For more than a century, the three-day harvest festival among the Pilgrims and Wampanoag tribesmen, likely between September and mid-November 1621 in colonial Massachusetts, had been recognized as the nation’s first Thanksgiving.

However, in the decade prior to Kennedy’s 1963 proclamation, Virginians loudly declared that the first Thanksgiving in the New World was on the shores of the James River in 1619 and not in Massachusetts in 1621 near Plymouth Rock. But no one listened.

Descendants of those Virginia settlers who arrived at what is now Berkeley Plantation in Charles City County aboard the “good ship Margaret” claimed documentation proved “America’s first official Thanksgiving” in Virginia was nearly two years before Massachusetts’ harvest celebration.

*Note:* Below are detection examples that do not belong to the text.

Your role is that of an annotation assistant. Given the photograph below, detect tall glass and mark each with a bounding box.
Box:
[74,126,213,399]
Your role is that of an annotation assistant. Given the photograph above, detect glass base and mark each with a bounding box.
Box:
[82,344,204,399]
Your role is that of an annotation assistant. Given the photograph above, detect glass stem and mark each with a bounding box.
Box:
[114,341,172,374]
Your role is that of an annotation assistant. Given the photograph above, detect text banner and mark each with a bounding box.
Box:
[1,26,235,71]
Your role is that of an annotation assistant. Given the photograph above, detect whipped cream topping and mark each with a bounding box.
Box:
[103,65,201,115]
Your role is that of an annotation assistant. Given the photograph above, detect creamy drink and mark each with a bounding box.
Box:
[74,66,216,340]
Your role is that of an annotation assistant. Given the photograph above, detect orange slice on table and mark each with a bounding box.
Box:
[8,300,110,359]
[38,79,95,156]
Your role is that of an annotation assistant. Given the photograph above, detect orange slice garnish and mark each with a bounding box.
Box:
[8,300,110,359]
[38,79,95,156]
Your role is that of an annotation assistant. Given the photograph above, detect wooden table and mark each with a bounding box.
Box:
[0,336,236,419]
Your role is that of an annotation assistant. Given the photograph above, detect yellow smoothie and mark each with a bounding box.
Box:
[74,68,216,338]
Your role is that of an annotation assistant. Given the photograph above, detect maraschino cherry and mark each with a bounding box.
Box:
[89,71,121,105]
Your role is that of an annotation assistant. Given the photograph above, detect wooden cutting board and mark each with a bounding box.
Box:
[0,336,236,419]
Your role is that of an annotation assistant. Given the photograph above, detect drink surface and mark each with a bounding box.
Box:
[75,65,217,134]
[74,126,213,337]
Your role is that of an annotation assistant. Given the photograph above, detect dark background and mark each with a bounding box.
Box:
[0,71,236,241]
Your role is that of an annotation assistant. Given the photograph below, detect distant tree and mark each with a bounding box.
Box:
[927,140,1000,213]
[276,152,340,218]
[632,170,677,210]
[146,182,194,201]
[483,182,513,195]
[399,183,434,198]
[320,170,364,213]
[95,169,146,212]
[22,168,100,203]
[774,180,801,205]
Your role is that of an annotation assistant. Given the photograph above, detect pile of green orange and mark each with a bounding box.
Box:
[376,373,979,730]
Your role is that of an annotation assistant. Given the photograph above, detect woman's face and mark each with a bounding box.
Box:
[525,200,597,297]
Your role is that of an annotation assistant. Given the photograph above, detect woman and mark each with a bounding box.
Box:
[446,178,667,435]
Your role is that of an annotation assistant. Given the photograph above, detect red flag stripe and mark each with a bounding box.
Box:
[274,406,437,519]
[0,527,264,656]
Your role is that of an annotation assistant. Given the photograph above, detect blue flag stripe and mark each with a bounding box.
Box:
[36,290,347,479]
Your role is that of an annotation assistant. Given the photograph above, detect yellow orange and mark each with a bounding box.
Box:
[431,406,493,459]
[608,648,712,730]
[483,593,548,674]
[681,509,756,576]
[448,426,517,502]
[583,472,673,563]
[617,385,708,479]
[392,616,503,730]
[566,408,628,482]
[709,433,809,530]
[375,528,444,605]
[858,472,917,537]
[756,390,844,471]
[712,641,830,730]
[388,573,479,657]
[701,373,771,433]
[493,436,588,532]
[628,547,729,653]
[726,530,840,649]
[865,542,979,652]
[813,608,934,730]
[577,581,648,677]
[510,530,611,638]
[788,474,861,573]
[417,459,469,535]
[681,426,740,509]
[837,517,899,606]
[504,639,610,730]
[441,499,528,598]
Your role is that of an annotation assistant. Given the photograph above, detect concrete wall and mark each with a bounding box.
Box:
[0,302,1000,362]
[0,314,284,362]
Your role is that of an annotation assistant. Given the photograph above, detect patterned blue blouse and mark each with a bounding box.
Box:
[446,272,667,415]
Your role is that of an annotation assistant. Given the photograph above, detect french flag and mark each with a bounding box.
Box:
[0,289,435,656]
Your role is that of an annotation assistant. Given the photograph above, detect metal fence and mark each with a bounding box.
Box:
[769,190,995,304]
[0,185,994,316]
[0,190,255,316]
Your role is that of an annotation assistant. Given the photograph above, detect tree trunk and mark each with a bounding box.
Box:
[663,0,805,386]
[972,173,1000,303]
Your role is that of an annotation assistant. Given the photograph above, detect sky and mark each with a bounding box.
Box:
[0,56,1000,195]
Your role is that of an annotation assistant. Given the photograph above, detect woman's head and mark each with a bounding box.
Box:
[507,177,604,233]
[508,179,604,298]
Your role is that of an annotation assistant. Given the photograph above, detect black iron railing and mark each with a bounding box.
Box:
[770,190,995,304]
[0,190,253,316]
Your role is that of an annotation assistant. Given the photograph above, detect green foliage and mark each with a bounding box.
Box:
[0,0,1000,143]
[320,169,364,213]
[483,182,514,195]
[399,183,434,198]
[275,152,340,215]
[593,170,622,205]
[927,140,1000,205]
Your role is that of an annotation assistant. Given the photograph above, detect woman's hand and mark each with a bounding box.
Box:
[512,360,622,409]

On instructions from The London Co., when the settlers landed at Berkeley Hundred, ship Capt. John Woodlief, in a solemn religious observance, prayed: “

We ordaine that this day of our ships arrival, at the place assigned for plantacon, in the land of Virginia, shall be yearly and perpetually kept holy as a day of Thanksgiving for Almighty God.”

The documentation was found among the Nibley Papers, a collection of papers and documents compiled by John Smyth, of Nibley, England, on the settlement of Virginia from 1613 to 1674. These papers were rediscovered in the New York Public Library in 1931 by Lyon G. Tyler, retired president of the College of William & Mary.